The URI escaping is described in three steps: i) Unicode normalization; ii) percent encoding as described for fn:escape-html-uri; and iii) escaping "according to HTML rules any characters (such as < and &) where HTML requires escaping. For example, replace < with <."
For other attributes, step 3e. would cause a less than to be replaced with < or an equivalent character reference.
It's not clear which HTML rules apply here - those of the various HTML recommendations, those of the HTML output method or both. If this was a reference to the rules of the HTML output method, alone or together with the requirements of the relevant HTML recommendation, it must be noted that section 7.2 of serialization actually prohibits a less than character from being escaped. It states, "The HTML output method MUST NOT escape "<" characters occurring in attribute values."

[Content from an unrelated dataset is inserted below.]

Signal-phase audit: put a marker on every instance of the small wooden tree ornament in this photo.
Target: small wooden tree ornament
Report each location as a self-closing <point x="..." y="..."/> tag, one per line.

I've reduced the priority/severity to mark this as an editorial issue. I don't believe there's any doubt about the intent - that the XHTML output method should be able to escape less than characters that appear in any attribute value.
I propose the following change:
. In Section 4, bullet 3.a.iii, change "escape according to HTML rules" to "escape according to XML or HTML rules, as determined by the applicable output method, "
At its call of 2009-11-12, the XSL WG observed that the response proposed in comment #1 did not address the question of whether "HTML rules" referred to the rules of the HTML output method or the rules of one of the HTML Recommendations. The consensus was that this referred to the rules of the output method. The following changes were proposed and accepted during the call:
. In Section 4, bullet 3.a.iii, change "escape according to HTML rules any characters (such as < and &) where HTML requires escaping" to
"escape according to the rules of the XML or HTML output method, whichever is applicable, any characters that require escaping"
. In Section 4, bullet 3.e, change "escape according to XML or HTML rules" to
"escape according to the rules of the XML or HTML output method, whichever is applicable,"
Ratification of this decision by the XQuery Working Group is pending.
As this bug is editorial, I will go ahead and make this Serialization erratum SE.E18, with the edits as described in comment #2. I will apply the changes in the next revision of the Serialization 1.0 errata document as well as to the working draft of Serialization 1.1.